President Ruth Simmons brought the matter to the Brown University Community Council, which heard from students and decided unanimously to recommend divestment from the company to the Brown Corporation, Warren said.

"It's great that Brown started (the movement toward divestment)," Warren said, adding that other schools have divested as a result of the "largely student movement." Brown students from the Darfur Action Network began advocating for divestment this semester, and their main goals are "to engage the Brown community and really get them behind this ... and to get the ACCRI to extend its recommendation beyond divesting from one company," Warren said.

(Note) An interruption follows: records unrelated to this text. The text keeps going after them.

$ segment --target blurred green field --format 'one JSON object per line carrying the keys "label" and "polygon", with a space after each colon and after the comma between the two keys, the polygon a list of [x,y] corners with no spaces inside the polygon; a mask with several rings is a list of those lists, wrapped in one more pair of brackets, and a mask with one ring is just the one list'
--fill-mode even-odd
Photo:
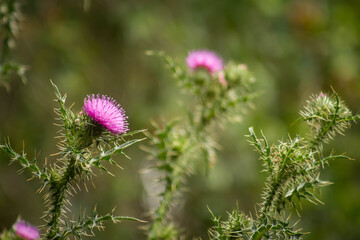
{"label": "blurred green field", "polygon": [[[208,174],[200,170],[189,179],[172,212],[187,239],[208,238],[207,206],[224,218],[236,204],[254,214],[265,175],[245,137],[250,126],[263,130],[270,142],[288,132],[305,134],[304,125],[295,123],[298,111],[311,94],[331,92],[331,86],[360,112],[358,0],[91,0],[88,10],[82,0],[21,2],[11,57],[29,66],[28,82],[14,79],[10,91],[0,87],[0,139],[9,136],[17,151],[24,143],[28,157],[36,154],[40,162],[57,151],[57,105],[49,79],[68,94],[74,109],[81,109],[88,94],[107,94],[126,110],[130,129],[151,130],[150,119],[177,116],[179,101],[187,103],[189,96],[146,50],[164,50],[185,65],[188,51],[205,48],[248,65],[261,93],[255,108],[241,123],[214,129],[222,146],[219,161]],[[320,194],[325,205],[302,205],[297,226],[311,232],[305,239],[360,239],[359,130],[354,125],[327,146],[355,160],[332,162],[324,170],[322,178],[334,184]],[[151,161],[139,146],[126,153],[132,159],[118,158],[124,169],[112,168],[116,177],[98,172],[96,187],[89,183],[89,192],[79,192],[70,216],[97,205],[100,213],[116,206],[118,215],[150,220],[143,170]],[[26,182],[30,175],[19,175],[18,169],[0,154],[0,230],[18,215],[43,224],[43,195],[34,194],[39,184]],[[146,239],[143,228],[133,222],[107,224],[95,239]]]}

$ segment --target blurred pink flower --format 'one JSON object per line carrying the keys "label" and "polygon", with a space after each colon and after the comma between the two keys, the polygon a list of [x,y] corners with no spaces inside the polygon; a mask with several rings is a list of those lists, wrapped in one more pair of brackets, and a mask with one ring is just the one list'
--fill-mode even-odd
{"label": "blurred pink flower", "polygon": [[210,73],[223,70],[223,62],[214,52],[208,50],[198,50],[190,52],[186,58],[189,68],[206,68]]}
{"label": "blurred pink flower", "polygon": [[124,109],[120,104],[105,95],[91,95],[84,99],[85,112],[97,123],[113,134],[127,132],[128,122]]}
{"label": "blurred pink flower", "polygon": [[36,227],[25,223],[24,221],[15,223],[14,229],[16,235],[23,239],[35,240],[40,238],[39,230]]}

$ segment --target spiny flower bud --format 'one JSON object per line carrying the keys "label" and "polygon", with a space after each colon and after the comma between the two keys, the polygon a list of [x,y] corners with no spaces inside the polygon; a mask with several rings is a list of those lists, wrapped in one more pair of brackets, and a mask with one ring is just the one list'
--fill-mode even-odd
{"label": "spiny flower bud", "polygon": [[336,133],[342,134],[350,127],[349,119],[352,117],[351,111],[336,93],[313,96],[300,115],[313,129],[316,139],[323,141],[332,139]]}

Warren said the Darfur Action Network has compiled a list of eight companies, comprising six oil companies - including all four of the companies from which Stanford divested - and two telecommunications companies. Brown would be the first university to divest from telecommunications companies, but these two, Alcatel and Siemens, have huge stakes in the Sudanese government and work with the oil companies there, Warren said.

He added that divesting from these two companies would send the message that "no matter what the company is," it should value integrity over profits. The Darfur Action Network has already begun an online petition and is going to expand its petitioning to the post office next week, Warren said.

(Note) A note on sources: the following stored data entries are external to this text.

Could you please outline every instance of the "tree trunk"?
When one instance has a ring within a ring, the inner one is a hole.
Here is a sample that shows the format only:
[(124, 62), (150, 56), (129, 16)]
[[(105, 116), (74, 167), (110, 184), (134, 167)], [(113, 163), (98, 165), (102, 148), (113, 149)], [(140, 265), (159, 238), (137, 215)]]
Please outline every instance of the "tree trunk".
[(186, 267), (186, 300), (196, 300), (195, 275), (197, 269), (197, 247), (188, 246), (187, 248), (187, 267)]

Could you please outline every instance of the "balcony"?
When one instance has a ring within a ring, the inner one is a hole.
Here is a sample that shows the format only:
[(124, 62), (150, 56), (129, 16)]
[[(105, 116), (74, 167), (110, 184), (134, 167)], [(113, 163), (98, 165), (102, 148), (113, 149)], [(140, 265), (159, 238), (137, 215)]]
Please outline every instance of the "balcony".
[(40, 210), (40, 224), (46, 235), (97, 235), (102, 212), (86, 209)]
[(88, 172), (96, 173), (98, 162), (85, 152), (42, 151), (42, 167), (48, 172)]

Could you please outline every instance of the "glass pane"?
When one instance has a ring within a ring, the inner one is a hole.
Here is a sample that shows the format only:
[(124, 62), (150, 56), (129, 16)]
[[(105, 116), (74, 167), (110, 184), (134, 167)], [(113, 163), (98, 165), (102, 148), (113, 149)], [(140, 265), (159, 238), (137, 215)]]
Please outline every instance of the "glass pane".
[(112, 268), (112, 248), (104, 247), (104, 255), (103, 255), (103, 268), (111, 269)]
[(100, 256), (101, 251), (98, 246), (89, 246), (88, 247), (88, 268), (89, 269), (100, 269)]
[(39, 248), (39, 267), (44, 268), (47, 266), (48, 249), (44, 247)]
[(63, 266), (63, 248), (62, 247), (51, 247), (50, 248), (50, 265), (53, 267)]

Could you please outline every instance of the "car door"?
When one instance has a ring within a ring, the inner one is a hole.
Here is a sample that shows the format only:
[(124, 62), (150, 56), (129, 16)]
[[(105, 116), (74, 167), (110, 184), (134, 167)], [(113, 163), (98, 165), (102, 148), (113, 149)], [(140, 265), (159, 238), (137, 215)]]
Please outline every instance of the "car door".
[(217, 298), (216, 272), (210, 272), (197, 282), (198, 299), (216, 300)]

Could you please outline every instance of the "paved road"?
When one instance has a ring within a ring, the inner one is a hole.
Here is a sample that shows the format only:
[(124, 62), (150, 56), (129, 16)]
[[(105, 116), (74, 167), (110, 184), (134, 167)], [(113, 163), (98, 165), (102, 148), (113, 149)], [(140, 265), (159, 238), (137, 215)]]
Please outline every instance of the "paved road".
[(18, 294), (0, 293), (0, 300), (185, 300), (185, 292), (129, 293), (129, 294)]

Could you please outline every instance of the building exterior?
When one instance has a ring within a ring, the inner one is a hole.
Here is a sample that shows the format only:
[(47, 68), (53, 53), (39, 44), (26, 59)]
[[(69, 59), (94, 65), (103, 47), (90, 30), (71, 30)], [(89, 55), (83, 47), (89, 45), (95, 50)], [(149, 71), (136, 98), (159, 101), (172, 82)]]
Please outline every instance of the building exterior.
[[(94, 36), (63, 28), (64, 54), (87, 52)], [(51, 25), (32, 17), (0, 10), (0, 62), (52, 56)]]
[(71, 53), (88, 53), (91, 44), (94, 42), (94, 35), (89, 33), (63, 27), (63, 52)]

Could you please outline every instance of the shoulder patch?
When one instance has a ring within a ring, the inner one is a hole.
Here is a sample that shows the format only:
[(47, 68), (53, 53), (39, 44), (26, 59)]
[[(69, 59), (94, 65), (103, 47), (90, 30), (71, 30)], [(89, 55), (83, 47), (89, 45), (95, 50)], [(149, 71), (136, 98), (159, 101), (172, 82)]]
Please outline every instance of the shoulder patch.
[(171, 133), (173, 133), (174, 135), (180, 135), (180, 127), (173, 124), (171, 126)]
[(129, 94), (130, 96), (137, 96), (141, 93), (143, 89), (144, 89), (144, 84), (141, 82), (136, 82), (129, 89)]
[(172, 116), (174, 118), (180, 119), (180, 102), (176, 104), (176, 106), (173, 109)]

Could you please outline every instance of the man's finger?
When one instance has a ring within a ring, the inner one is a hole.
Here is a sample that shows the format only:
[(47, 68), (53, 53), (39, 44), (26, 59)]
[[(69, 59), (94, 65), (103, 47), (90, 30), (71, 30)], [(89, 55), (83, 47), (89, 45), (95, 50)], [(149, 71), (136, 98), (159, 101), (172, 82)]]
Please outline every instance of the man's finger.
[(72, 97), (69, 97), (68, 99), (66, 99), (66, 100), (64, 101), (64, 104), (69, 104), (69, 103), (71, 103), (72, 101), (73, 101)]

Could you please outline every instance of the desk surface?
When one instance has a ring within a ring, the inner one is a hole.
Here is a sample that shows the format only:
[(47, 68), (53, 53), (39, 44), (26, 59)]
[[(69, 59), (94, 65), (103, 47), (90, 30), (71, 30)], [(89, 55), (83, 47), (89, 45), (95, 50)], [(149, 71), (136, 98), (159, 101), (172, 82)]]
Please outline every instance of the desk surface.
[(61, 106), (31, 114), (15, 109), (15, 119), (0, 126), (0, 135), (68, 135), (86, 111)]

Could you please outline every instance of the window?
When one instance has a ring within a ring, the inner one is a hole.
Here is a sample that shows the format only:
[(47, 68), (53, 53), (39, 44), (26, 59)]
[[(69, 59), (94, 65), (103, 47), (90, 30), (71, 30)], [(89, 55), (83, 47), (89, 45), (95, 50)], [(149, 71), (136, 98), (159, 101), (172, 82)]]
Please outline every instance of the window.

Warren said Brown's relatively small endowment makes its divestment "largely a symbolic gesture," though the move would also "help get the ball rolling" and increase media coverage of the situation in Darfur. It would generate significant press because Brown would be the third Ivy League university to divest, he added.

The real economic pressure on these companies could come from divestment of state pension funds, Warren said. Such a course of action has been approved in New Jersey, Illinois and Oregon, with bills pending in at least 12 other states, according to a Dartmouth press release.